Fecha Publicación: 11-11-2022
A más de 260 días desde el inicio de la invasión rusa a Ucrania, las perspectivas de llegar a un acuerdo que le ponga fin lucen distantes. Entablar conversaciones de paz requiere no sólo voluntad política de las partes, sino de un timing que favorezca al agresor. No es el caso para Putin. En aras de quebrar la voluntad occidental de continuar apoyando a Kiev, Rusia incrementa su paquete de coacción para que el adversario no aproveche sus debilidades.

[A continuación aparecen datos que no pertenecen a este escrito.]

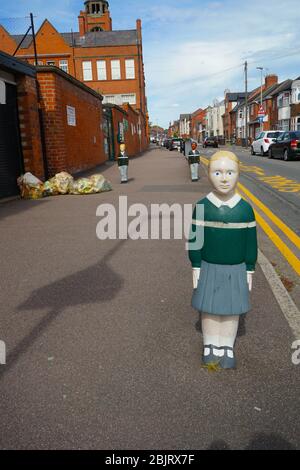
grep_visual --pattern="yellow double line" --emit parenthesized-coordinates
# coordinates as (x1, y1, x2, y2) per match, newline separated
(201, 156, 300, 276)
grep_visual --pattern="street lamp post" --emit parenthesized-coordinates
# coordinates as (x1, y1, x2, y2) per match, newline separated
(257, 66, 264, 132)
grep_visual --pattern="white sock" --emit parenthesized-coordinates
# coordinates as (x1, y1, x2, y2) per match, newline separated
(219, 316, 239, 357)
(201, 314, 222, 356)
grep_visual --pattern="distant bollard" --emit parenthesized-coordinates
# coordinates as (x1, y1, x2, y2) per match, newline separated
(118, 144, 129, 183)
(188, 144, 200, 182)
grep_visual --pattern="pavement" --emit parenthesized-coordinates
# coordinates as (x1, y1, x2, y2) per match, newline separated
(0, 145, 299, 450)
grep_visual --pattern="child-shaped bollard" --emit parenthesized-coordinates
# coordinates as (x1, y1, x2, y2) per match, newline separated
(188, 142, 200, 182)
(118, 144, 129, 183)
(188, 151, 258, 369)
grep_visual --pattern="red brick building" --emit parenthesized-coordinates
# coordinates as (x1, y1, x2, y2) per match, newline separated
(247, 74, 278, 139)
(223, 92, 246, 142)
(191, 108, 206, 142)
(168, 120, 179, 138)
(0, 0, 149, 140)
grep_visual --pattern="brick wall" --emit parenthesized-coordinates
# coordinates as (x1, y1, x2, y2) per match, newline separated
(122, 103, 148, 156)
(111, 103, 148, 158)
(37, 67, 106, 176)
(16, 75, 44, 179)
(291, 103, 300, 118)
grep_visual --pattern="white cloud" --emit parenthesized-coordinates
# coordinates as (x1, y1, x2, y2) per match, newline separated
(143, 0, 300, 126)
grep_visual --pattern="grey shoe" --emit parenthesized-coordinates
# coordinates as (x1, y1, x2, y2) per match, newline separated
(219, 347, 236, 369)
(202, 344, 220, 365)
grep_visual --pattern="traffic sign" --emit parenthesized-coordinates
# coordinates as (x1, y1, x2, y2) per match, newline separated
(258, 116, 264, 123)
(258, 105, 265, 117)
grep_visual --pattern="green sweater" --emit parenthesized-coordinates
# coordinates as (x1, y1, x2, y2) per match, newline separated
(188, 150, 200, 164)
(118, 154, 129, 167)
(189, 196, 258, 271)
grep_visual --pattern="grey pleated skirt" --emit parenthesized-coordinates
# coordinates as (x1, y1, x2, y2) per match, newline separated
(192, 261, 250, 316)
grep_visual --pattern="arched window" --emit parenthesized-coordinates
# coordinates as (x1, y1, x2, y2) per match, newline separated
(91, 26, 103, 32)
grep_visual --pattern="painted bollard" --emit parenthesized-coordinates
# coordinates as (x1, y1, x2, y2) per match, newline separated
(118, 143, 129, 183)
(188, 142, 200, 182)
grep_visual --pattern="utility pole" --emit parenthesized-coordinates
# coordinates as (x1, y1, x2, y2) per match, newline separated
(257, 66, 264, 132)
(30, 13, 38, 66)
(244, 61, 248, 149)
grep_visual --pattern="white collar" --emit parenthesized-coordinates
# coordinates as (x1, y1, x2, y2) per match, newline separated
(206, 192, 241, 209)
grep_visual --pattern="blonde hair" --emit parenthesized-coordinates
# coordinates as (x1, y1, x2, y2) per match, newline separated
(208, 150, 240, 169)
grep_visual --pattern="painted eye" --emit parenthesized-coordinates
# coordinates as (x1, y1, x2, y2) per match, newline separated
(215, 171, 221, 176)
(228, 171, 233, 176)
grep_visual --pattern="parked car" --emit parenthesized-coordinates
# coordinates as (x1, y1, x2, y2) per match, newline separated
(164, 139, 171, 149)
(251, 131, 283, 156)
(268, 131, 300, 161)
(203, 137, 218, 148)
(169, 138, 183, 151)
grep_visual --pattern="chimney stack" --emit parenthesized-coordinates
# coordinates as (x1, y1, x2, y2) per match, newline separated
(265, 74, 278, 89)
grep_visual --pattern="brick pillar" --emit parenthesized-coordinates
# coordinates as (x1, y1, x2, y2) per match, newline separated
(16, 75, 45, 179)
(37, 72, 67, 176)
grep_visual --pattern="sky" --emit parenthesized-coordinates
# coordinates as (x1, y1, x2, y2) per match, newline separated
(1, 0, 300, 128)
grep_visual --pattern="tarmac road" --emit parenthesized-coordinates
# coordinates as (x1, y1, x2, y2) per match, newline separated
(0, 145, 299, 450)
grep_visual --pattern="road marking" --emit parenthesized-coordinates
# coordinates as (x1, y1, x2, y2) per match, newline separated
(259, 176, 300, 193)
(253, 210, 300, 276)
(240, 164, 265, 176)
(258, 250, 300, 339)
(238, 182, 300, 251)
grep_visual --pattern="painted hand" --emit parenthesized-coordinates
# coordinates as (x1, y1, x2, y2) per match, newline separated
(192, 268, 201, 289)
(247, 272, 253, 292)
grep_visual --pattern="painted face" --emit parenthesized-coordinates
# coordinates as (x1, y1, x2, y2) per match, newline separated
(120, 144, 126, 152)
(208, 157, 239, 195)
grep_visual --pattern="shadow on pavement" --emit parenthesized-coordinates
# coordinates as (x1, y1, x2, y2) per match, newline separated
(0, 198, 49, 222)
(0, 240, 126, 380)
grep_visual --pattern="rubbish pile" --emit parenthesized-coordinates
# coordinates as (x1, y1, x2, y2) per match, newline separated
(17, 171, 112, 200)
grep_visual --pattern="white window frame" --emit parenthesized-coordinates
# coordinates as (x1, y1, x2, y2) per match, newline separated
(103, 95, 116, 104)
(125, 59, 135, 79)
(121, 94, 136, 105)
(279, 119, 290, 132)
(82, 61, 93, 81)
(59, 60, 68, 73)
(282, 92, 290, 107)
(97, 60, 107, 81)
(111, 60, 121, 80)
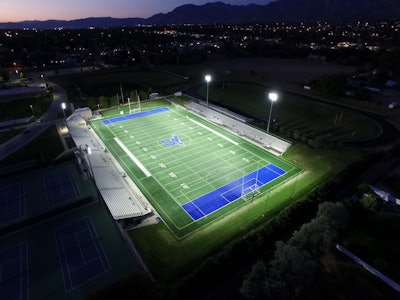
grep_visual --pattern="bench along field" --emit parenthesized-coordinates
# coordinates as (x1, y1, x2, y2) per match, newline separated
(90, 100, 301, 239)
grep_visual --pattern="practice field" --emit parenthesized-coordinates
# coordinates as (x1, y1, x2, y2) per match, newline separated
(91, 104, 300, 238)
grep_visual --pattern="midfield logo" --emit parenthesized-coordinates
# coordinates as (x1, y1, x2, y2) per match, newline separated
(161, 135, 184, 147)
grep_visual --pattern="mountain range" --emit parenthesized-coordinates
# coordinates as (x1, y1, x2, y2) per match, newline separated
(1, 0, 399, 29)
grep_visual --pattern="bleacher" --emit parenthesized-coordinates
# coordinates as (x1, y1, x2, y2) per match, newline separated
(198, 100, 253, 123)
(185, 101, 291, 155)
(67, 110, 151, 221)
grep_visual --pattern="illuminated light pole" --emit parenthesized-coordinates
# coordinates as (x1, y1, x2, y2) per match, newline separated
(61, 102, 66, 118)
(267, 92, 278, 133)
(205, 75, 211, 107)
(30, 104, 34, 118)
(86, 146, 93, 179)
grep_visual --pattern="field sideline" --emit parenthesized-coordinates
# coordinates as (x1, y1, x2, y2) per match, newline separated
(90, 101, 301, 238)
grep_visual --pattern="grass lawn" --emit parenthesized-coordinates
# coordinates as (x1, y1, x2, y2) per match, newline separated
(0, 95, 52, 122)
(1, 125, 64, 167)
(51, 67, 190, 99)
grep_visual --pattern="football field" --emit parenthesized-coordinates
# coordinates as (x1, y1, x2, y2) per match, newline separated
(90, 104, 300, 238)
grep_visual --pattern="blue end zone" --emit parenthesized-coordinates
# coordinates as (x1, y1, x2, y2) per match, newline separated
(102, 107, 170, 125)
(182, 164, 286, 221)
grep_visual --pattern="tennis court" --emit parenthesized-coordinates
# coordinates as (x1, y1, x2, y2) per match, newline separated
(55, 216, 110, 292)
(0, 182, 25, 225)
(0, 243, 28, 300)
(44, 168, 81, 206)
(0, 161, 142, 299)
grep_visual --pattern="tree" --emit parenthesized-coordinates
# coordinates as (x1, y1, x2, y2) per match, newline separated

Antes de negociar, Putin necesita romper con el momentum dorado de la contraofensiva ucraniana que le ha valido la recuperación de ciudades y localidades equivalentes a 6 mil km2 aproximados. Incluso, tras el ataque al puente de Kerch, el apoyo militar de Occidente a Ucrania se reforzó con más de 50 países sustentando esta promesa. Escalar el conflicto es entonces la apuesta geopolítica más certera aunado a la proyección de una amenaza nuclear creíble.

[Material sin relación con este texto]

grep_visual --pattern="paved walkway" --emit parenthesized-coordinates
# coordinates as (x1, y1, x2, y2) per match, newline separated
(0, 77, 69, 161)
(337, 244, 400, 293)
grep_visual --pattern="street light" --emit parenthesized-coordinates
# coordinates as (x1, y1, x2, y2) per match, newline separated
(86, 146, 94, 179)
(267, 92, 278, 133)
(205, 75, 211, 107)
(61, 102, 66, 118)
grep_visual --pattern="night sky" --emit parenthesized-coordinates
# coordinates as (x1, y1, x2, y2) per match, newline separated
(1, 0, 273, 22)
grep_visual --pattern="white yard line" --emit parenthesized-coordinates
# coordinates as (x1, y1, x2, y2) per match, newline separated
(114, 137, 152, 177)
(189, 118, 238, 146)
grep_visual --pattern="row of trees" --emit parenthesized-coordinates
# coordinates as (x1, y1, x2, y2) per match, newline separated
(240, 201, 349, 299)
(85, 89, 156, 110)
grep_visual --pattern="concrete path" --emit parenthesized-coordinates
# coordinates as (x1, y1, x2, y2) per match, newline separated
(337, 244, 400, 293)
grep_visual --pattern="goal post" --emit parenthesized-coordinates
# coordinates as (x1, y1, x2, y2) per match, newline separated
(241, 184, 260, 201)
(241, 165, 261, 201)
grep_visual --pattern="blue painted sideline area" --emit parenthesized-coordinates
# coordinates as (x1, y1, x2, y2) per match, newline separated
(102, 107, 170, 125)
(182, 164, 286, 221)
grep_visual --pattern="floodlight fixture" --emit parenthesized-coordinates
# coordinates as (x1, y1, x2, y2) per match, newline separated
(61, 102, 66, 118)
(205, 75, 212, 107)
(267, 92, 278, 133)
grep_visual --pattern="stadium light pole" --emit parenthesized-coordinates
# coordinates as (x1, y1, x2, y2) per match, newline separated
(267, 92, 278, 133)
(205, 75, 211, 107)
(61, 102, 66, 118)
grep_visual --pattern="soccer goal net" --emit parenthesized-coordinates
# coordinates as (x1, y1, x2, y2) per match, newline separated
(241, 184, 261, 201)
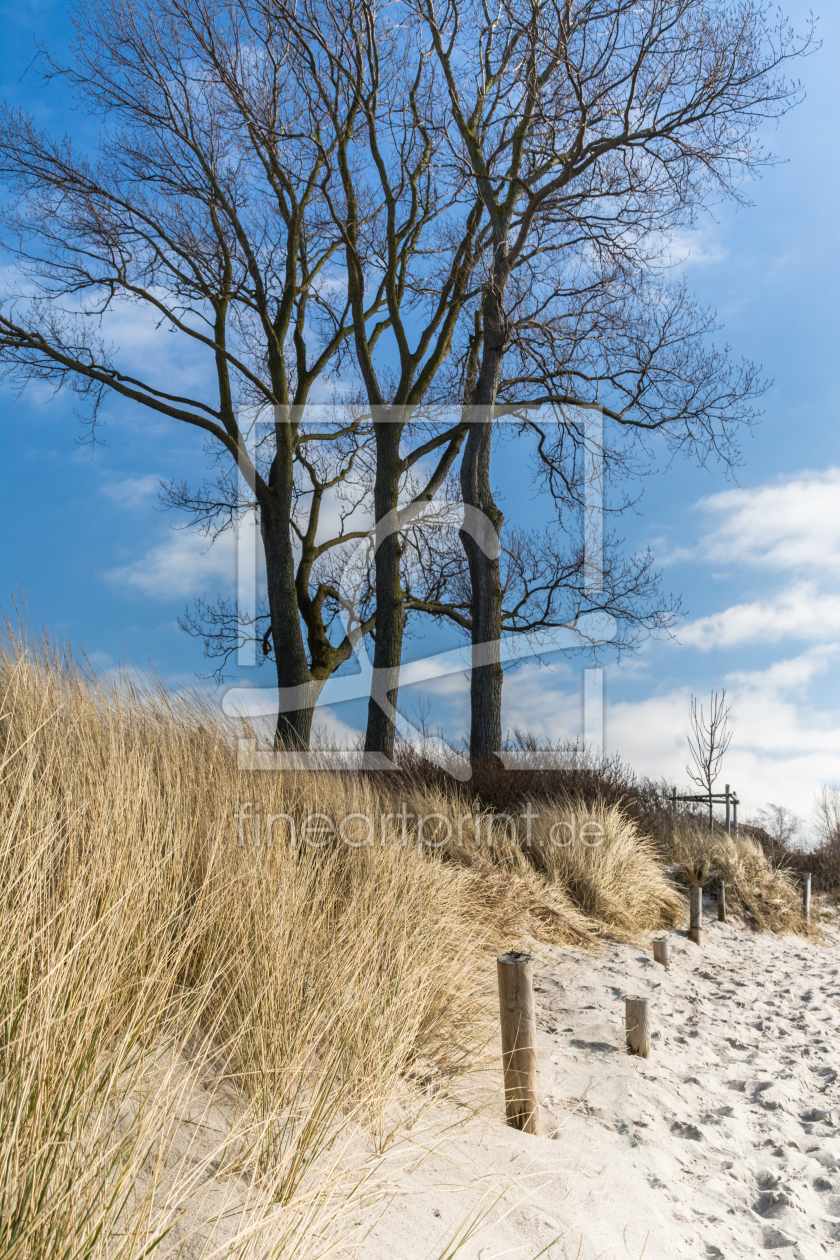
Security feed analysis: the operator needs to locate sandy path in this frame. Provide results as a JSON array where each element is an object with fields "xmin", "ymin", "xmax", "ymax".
[{"xmin": 351, "ymin": 905, "xmax": 840, "ymax": 1260}]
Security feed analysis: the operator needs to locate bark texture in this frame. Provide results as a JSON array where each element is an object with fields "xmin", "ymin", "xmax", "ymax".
[
  {"xmin": 460, "ymin": 281, "xmax": 506, "ymax": 765},
  {"xmin": 261, "ymin": 432, "xmax": 316, "ymax": 750},
  {"xmin": 364, "ymin": 419, "xmax": 404, "ymax": 760}
]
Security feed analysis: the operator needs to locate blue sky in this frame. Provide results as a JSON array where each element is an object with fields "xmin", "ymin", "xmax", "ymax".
[{"xmin": 2, "ymin": 1, "xmax": 839, "ymax": 835}]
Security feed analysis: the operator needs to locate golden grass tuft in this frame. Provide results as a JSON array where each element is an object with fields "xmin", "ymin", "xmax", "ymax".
[
  {"xmin": 528, "ymin": 799, "xmax": 685, "ymax": 937},
  {"xmin": 385, "ymin": 777, "xmax": 685, "ymax": 943},
  {"xmin": 0, "ymin": 628, "xmax": 494, "ymax": 1257},
  {"xmin": 664, "ymin": 823, "xmax": 808, "ymax": 933}
]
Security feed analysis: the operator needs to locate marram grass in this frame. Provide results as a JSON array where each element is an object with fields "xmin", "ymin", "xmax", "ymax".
[{"xmin": 0, "ymin": 623, "xmax": 805, "ymax": 1257}]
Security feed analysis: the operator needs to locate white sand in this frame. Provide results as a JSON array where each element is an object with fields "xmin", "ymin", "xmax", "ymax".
[{"xmin": 347, "ymin": 902, "xmax": 840, "ymax": 1260}]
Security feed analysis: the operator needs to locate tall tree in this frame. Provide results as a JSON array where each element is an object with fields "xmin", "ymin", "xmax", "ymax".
[
  {"xmin": 2, "ymin": 0, "xmax": 811, "ymax": 768},
  {"xmin": 413, "ymin": 0, "xmax": 810, "ymax": 765},
  {"xmin": 275, "ymin": 0, "xmax": 486, "ymax": 758},
  {"xmin": 274, "ymin": 0, "xmax": 671, "ymax": 760},
  {"xmin": 0, "ymin": 0, "xmax": 391, "ymax": 748}
]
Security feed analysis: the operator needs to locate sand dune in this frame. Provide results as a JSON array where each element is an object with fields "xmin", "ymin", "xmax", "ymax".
[{"xmin": 351, "ymin": 903, "xmax": 840, "ymax": 1259}]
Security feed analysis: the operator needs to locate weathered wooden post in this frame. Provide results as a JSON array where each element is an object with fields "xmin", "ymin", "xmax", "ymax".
[
  {"xmin": 724, "ymin": 785, "xmax": 731, "ymax": 835},
  {"xmin": 717, "ymin": 879, "xmax": 726, "ymax": 922},
  {"xmin": 671, "ymin": 785, "xmax": 677, "ymax": 835},
  {"xmin": 803, "ymin": 872, "xmax": 811, "ymax": 926},
  {"xmin": 689, "ymin": 886, "xmax": 703, "ymax": 946},
  {"xmin": 653, "ymin": 939, "xmax": 670, "ymax": 967},
  {"xmin": 496, "ymin": 952, "xmax": 542, "ymax": 1135},
  {"xmin": 732, "ymin": 794, "xmax": 739, "ymax": 839},
  {"xmin": 625, "ymin": 996, "xmax": 651, "ymax": 1057}
]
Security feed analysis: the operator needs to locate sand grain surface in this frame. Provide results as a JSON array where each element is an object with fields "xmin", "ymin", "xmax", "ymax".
[{"xmin": 350, "ymin": 905, "xmax": 840, "ymax": 1260}]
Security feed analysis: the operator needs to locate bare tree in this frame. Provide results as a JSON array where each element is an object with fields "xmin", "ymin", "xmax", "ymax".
[
  {"xmin": 167, "ymin": 409, "xmax": 380, "ymax": 686},
  {"xmin": 263, "ymin": 0, "xmax": 806, "ymax": 765},
  {"xmin": 410, "ymin": 0, "xmax": 811, "ymax": 765},
  {"xmin": 687, "ymin": 689, "xmax": 733, "ymax": 828},
  {"xmin": 399, "ymin": 486, "xmax": 678, "ymax": 652},
  {"xmin": 0, "ymin": 0, "xmax": 813, "ymax": 768},
  {"xmin": 754, "ymin": 803, "xmax": 802, "ymax": 849},
  {"xmin": 0, "ymin": 0, "xmax": 399, "ymax": 748},
  {"xmin": 269, "ymin": 0, "xmax": 485, "ymax": 758},
  {"xmin": 813, "ymin": 785, "xmax": 840, "ymax": 846}
]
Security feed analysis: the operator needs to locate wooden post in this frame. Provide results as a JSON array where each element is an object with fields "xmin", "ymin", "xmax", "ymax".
[
  {"xmin": 733, "ymin": 795, "xmax": 738, "ymax": 839},
  {"xmin": 671, "ymin": 785, "xmax": 677, "ymax": 835},
  {"xmin": 803, "ymin": 872, "xmax": 811, "ymax": 926},
  {"xmin": 717, "ymin": 879, "xmax": 726, "ymax": 922},
  {"xmin": 653, "ymin": 939, "xmax": 670, "ymax": 967},
  {"xmin": 689, "ymin": 886, "xmax": 703, "ymax": 946},
  {"xmin": 625, "ymin": 996, "xmax": 651, "ymax": 1057},
  {"xmin": 725, "ymin": 785, "xmax": 731, "ymax": 835},
  {"xmin": 496, "ymin": 953, "xmax": 542, "ymax": 1135}
]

Entre más palmaria se exhiba esta amenaza, más incentivos para que Occidente se siente a negociar y convenir. La bomba sucia juega un rol estelar entonces. Las acusaciones del Kremlin de que Ucrania use esta arma podría ser una señal del intento de Moscú de pretextar la nuclearización del conflicto. No para asegurar la destrucción mutua asegurada que confiere el poder de las armas nucleares, sino para utilizar una bomba táctica menos letal y mucho más realista de ser utilizada, el disuasivo recreado para generar una percepción de factibilidad.

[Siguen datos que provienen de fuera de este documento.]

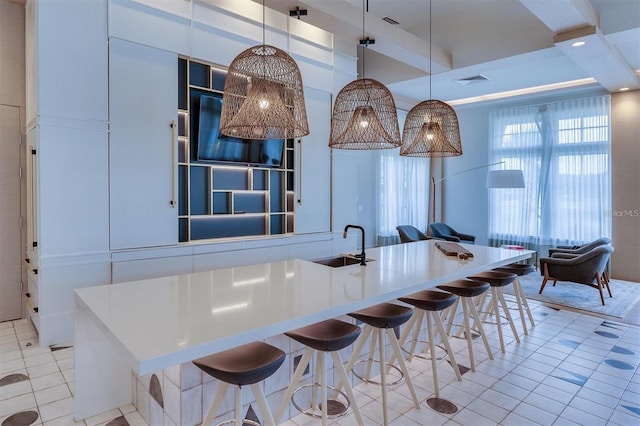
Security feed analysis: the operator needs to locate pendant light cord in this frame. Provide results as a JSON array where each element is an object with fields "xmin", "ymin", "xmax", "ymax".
[
  {"xmin": 429, "ymin": 0, "xmax": 432, "ymax": 99},
  {"xmin": 262, "ymin": 0, "xmax": 266, "ymax": 45},
  {"xmin": 361, "ymin": 0, "xmax": 366, "ymax": 79}
]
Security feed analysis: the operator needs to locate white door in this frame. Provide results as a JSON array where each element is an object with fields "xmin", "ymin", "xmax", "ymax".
[
  {"xmin": 109, "ymin": 38, "xmax": 178, "ymax": 249},
  {"xmin": 0, "ymin": 105, "xmax": 23, "ymax": 321}
]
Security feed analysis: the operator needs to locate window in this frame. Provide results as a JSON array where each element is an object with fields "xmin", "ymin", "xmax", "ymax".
[
  {"xmin": 489, "ymin": 95, "xmax": 611, "ymax": 249},
  {"xmin": 376, "ymin": 110, "xmax": 430, "ymax": 246}
]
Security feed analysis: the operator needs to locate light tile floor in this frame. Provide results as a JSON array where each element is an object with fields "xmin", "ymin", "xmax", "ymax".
[{"xmin": 1, "ymin": 295, "xmax": 640, "ymax": 425}]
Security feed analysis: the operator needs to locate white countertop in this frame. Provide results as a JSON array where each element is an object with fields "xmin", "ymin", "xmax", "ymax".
[{"xmin": 75, "ymin": 240, "xmax": 532, "ymax": 375}]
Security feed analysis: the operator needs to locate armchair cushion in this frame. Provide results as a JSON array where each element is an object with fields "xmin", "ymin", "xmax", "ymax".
[{"xmin": 428, "ymin": 223, "xmax": 475, "ymax": 244}]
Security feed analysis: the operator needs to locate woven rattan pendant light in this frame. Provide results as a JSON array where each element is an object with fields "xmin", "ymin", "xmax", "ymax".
[
  {"xmin": 400, "ymin": 0, "xmax": 462, "ymax": 157},
  {"xmin": 329, "ymin": 1, "xmax": 401, "ymax": 150},
  {"xmin": 219, "ymin": 1, "xmax": 309, "ymax": 140}
]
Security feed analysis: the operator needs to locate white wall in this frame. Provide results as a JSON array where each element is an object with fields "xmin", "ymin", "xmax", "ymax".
[
  {"xmin": 611, "ymin": 90, "xmax": 640, "ymax": 282},
  {"xmin": 440, "ymin": 106, "xmax": 492, "ymax": 245}
]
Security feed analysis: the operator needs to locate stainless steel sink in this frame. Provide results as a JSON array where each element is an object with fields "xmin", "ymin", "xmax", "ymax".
[{"xmin": 312, "ymin": 256, "xmax": 363, "ymax": 267}]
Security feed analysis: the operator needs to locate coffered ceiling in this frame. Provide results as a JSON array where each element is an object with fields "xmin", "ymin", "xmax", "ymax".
[{"xmin": 258, "ymin": 0, "xmax": 640, "ymax": 109}]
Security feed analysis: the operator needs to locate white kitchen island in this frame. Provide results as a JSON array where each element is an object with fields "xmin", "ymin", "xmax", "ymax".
[{"xmin": 74, "ymin": 240, "xmax": 532, "ymax": 421}]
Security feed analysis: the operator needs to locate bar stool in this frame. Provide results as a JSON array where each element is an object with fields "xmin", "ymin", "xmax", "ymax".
[
  {"xmin": 193, "ymin": 341, "xmax": 286, "ymax": 426},
  {"xmin": 468, "ymin": 270, "xmax": 521, "ymax": 353},
  {"xmin": 275, "ymin": 319, "xmax": 364, "ymax": 426},
  {"xmin": 393, "ymin": 290, "xmax": 462, "ymax": 399},
  {"xmin": 437, "ymin": 279, "xmax": 494, "ymax": 371},
  {"xmin": 340, "ymin": 303, "xmax": 421, "ymax": 426},
  {"xmin": 494, "ymin": 263, "xmax": 536, "ymax": 334}
]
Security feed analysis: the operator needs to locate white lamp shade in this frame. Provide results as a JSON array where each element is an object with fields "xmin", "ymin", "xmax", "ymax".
[{"xmin": 486, "ymin": 170, "xmax": 525, "ymax": 188}]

Destaca que Polonia esté dispuesta en albergar armamento nuclear de la OTAN bajo el programa Nuclear Sharing, que permite poner ojivas a disposición de Estados miembros de la alianza que no cuentan con armas nucleares propias. Bajo esta misma lógica operan los ataques con drones provistos por Irán a infraestructura estratégica y sensible de Ucrania, dejando a miles de hogares sin electricidad y agua de cara a un invierno que promete ser más crudo y despiadado.
Aunado a las operaciones cibernéticas contra Occidente, la apuesta de Putin se recrudece al desdoblar una vertiente más de la guerra híbrida: la inseguridad alimentaria, con el vencimiento del acuerdo para la libre exportación de granos desde Ucrania el próximo 19 de noviembre. ¿Habrá renovación del Kremlin?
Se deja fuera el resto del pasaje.